Unternehmen für Mädchen: Woran liegt das?

Heide Cortolezis: Frauen wollen es hören, dass sie gut sind. Wie sie auch im Privaten hören wollen, dass das neu erworbene Accessoire schön ist, dass das erstmals versuchte Gericht köstlich schmeckt. Männliche Vorgesetzte vergessen das und implementieren Belohnungssysteme beispielsweise über ein neues Notebook, i-phone, Aufstiegsmöglichkeiten. Sie gehen nicht rein bei der Tür und zeigen ihre Anerkennung durch ein öffentliches und ehrlich gemeintes „Super gemacht!“

Unternehmen für Mädchen: Heißt das, dass Frauen mehr Anerkennung im beruflichen Kontext brauchen?

Heide Cortolezis: Sie bekommen die Anerkennung ja auch zu Hause nicht. Männer dagegen schon. Dafür reicht oft das In-Betrieb-Nehmen des Staubsaugers. Männer erzählen zu Hause auch mehr über die Arbeit. Wenn diese Frage umgekehrt an die Frau gerichtet wird, ist das häufig nicht mehr als ein Einstieg, um über den eigenen Tag zu berichten.

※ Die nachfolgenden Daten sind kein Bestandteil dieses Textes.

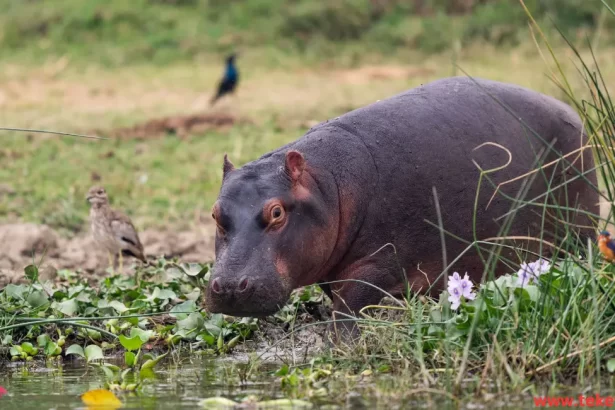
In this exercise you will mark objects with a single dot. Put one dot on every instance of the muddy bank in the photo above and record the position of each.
(20, 241)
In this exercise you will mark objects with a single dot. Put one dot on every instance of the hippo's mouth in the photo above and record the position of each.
(257, 303)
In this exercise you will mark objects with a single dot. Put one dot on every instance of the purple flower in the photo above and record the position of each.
(529, 272)
(459, 287)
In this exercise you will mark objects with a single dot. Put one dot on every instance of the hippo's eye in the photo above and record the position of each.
(276, 215)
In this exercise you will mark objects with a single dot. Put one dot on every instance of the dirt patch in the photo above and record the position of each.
(178, 125)
(18, 243)
(368, 74)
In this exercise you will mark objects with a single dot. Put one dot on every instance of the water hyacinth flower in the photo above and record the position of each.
(458, 288)
(529, 272)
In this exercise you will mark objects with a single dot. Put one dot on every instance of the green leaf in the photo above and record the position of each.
(217, 403)
(145, 335)
(130, 359)
(15, 291)
(149, 364)
(68, 307)
(93, 352)
(283, 371)
(133, 343)
(194, 321)
(284, 404)
(108, 372)
(112, 367)
(75, 349)
(31, 272)
(185, 308)
(195, 270)
(37, 299)
(42, 340)
(27, 347)
(50, 348)
(118, 306)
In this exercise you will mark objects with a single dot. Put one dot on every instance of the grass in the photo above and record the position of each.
(163, 31)
(180, 176)
(529, 340)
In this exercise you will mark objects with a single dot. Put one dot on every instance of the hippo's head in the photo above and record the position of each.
(276, 230)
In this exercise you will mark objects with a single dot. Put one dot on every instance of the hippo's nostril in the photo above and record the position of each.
(243, 284)
(215, 285)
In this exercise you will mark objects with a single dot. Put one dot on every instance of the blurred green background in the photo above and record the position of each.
(97, 66)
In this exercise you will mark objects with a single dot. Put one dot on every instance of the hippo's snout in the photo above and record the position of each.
(228, 288)
(246, 294)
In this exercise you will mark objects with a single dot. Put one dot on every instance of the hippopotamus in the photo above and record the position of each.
(353, 204)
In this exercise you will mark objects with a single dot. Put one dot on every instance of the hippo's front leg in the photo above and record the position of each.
(350, 295)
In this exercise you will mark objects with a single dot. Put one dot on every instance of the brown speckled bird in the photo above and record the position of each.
(606, 246)
(112, 229)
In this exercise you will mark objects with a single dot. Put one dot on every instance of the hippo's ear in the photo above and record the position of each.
(295, 164)
(227, 167)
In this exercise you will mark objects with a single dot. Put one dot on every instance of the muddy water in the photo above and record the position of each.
(178, 385)
(182, 383)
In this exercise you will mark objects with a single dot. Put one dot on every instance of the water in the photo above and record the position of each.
(178, 385)
(181, 383)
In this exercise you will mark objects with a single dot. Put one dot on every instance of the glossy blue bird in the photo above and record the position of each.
(229, 82)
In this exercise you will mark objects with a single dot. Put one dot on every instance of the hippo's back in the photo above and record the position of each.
(428, 137)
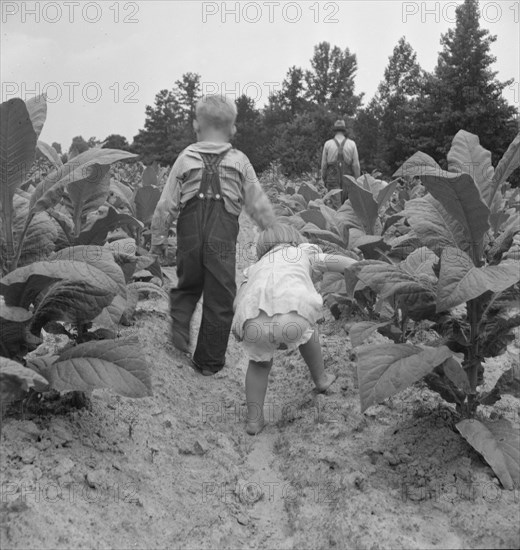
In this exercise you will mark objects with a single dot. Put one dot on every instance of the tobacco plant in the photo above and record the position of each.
(54, 271)
(464, 285)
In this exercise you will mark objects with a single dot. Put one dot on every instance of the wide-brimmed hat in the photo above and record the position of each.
(340, 126)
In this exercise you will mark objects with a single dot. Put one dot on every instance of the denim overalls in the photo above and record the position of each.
(206, 250)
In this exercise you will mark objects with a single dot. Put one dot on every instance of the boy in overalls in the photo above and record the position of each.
(339, 158)
(207, 187)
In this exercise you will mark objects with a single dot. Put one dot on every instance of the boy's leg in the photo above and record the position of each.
(217, 313)
(311, 353)
(190, 275)
(256, 387)
(219, 258)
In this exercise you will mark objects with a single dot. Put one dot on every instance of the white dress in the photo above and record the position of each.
(280, 283)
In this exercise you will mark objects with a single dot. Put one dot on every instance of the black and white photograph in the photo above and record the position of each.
(259, 275)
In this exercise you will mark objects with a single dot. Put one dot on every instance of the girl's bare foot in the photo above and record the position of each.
(254, 427)
(326, 382)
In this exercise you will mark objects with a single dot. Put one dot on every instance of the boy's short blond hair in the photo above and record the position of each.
(216, 111)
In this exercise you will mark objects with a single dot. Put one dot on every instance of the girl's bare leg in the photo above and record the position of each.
(311, 353)
(256, 387)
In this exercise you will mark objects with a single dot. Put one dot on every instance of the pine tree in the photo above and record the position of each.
(463, 92)
(331, 81)
(168, 126)
(397, 102)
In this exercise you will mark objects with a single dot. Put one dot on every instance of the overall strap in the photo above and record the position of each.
(210, 182)
(340, 146)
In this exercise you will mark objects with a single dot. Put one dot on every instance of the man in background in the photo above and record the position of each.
(339, 158)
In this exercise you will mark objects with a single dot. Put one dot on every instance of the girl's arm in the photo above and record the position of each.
(331, 262)
(241, 290)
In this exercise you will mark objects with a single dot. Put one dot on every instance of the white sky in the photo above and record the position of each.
(102, 62)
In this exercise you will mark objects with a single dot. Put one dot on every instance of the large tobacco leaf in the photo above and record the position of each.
(385, 194)
(38, 243)
(458, 194)
(96, 233)
(16, 380)
(86, 170)
(460, 281)
(37, 109)
(22, 286)
(363, 330)
(387, 369)
(433, 225)
(70, 301)
(115, 364)
(102, 259)
(50, 153)
(363, 203)
(509, 162)
(414, 292)
(17, 150)
(469, 157)
(499, 443)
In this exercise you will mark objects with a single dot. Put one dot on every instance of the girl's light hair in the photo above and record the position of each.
(216, 111)
(279, 233)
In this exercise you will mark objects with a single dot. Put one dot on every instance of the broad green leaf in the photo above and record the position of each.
(101, 259)
(460, 281)
(509, 381)
(50, 153)
(39, 240)
(72, 302)
(84, 169)
(420, 261)
(404, 245)
(348, 217)
(95, 233)
(453, 370)
(368, 182)
(509, 162)
(499, 443)
(309, 192)
(313, 231)
(17, 151)
(16, 380)
(457, 193)
(384, 196)
(149, 176)
(13, 313)
(363, 203)
(121, 196)
(416, 165)
(115, 364)
(333, 283)
(88, 195)
(363, 330)
(467, 156)
(13, 338)
(22, 286)
(37, 109)
(433, 225)
(315, 217)
(373, 247)
(387, 369)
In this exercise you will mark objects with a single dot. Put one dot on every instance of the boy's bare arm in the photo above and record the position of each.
(355, 163)
(256, 202)
(324, 162)
(167, 208)
(332, 262)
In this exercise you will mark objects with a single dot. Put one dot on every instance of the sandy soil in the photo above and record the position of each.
(177, 470)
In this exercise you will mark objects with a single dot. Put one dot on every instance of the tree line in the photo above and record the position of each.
(412, 109)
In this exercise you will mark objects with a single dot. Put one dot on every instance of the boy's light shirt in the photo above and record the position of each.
(239, 184)
(330, 153)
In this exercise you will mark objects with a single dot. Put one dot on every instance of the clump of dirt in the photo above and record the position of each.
(177, 470)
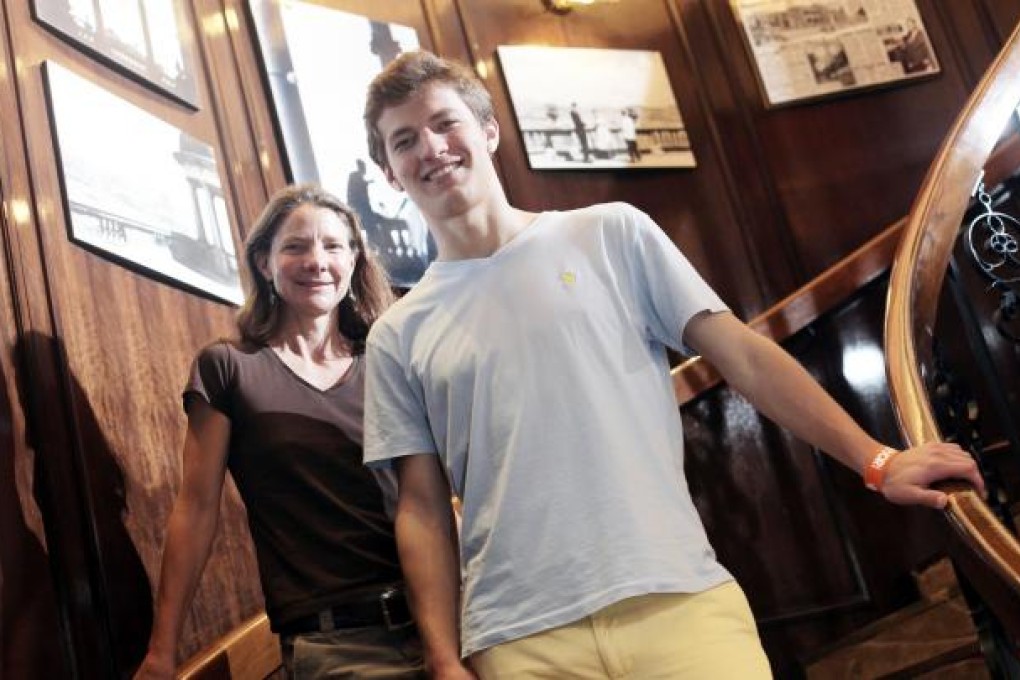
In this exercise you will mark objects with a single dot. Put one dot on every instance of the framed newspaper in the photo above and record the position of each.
(808, 49)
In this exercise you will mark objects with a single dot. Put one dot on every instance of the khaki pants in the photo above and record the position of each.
(707, 635)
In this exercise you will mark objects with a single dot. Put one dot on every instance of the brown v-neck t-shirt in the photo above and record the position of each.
(318, 517)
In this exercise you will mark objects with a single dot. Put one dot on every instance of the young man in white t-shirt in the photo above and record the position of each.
(527, 374)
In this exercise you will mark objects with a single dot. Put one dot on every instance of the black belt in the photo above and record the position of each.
(388, 610)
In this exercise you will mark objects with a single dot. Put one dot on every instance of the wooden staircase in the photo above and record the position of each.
(933, 638)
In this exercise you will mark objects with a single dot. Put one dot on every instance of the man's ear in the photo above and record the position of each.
(391, 177)
(492, 129)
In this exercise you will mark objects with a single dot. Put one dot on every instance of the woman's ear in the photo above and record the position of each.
(262, 262)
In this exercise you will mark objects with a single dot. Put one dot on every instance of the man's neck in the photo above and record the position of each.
(480, 231)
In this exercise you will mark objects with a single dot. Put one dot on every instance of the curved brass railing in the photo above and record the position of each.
(986, 552)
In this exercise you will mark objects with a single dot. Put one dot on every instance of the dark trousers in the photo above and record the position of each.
(355, 654)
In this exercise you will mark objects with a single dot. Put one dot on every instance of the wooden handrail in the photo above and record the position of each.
(988, 554)
(250, 651)
(802, 308)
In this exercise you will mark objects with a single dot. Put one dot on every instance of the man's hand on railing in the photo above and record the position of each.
(910, 474)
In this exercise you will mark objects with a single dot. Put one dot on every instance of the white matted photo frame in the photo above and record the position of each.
(318, 62)
(591, 108)
(140, 192)
(142, 39)
(804, 50)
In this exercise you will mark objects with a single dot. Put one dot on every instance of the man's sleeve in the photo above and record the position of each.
(396, 419)
(666, 289)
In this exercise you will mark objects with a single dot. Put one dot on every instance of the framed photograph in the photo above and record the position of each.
(318, 63)
(807, 49)
(139, 38)
(139, 191)
(583, 108)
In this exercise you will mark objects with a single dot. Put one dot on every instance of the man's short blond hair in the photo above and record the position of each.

Das bedeutet ja nicht, dass Frauen defizitäre Wesen sind. Sie bekommen einfach weniger Anerkennung im beruflichen Kontext.

Unternehmen für Mädchen: Und sie arbeiten auch eher unbezahlt …

Heide Cortolezis: Das Thema „unbezahlte Arbeit“ ist ein zentrales Thema für den 8.März. Frauen übernehmen die unbezahlten Tätigkeiten zu Hause, vom Haushalt bis zur Pflege der Angehörigen, auch zu Lasten der beruflichen und bezahlten Arbeit. Männer arbeiten nicht unbezahlt. Sogar wenn sie dem Nachbarn bei der Garage helfen, wird eine Gegenleistung erwartet.

Unternehmen für MädchenWas bedeutet das für „Unternehmen für Mädchen“?

Heide Cortolezis: Einen langen Atem haben. Kulturveränderung benötigt viel Zeit.

Das Interview führte Otto Rath vom Projekt “Unternehmen für Mädchen”.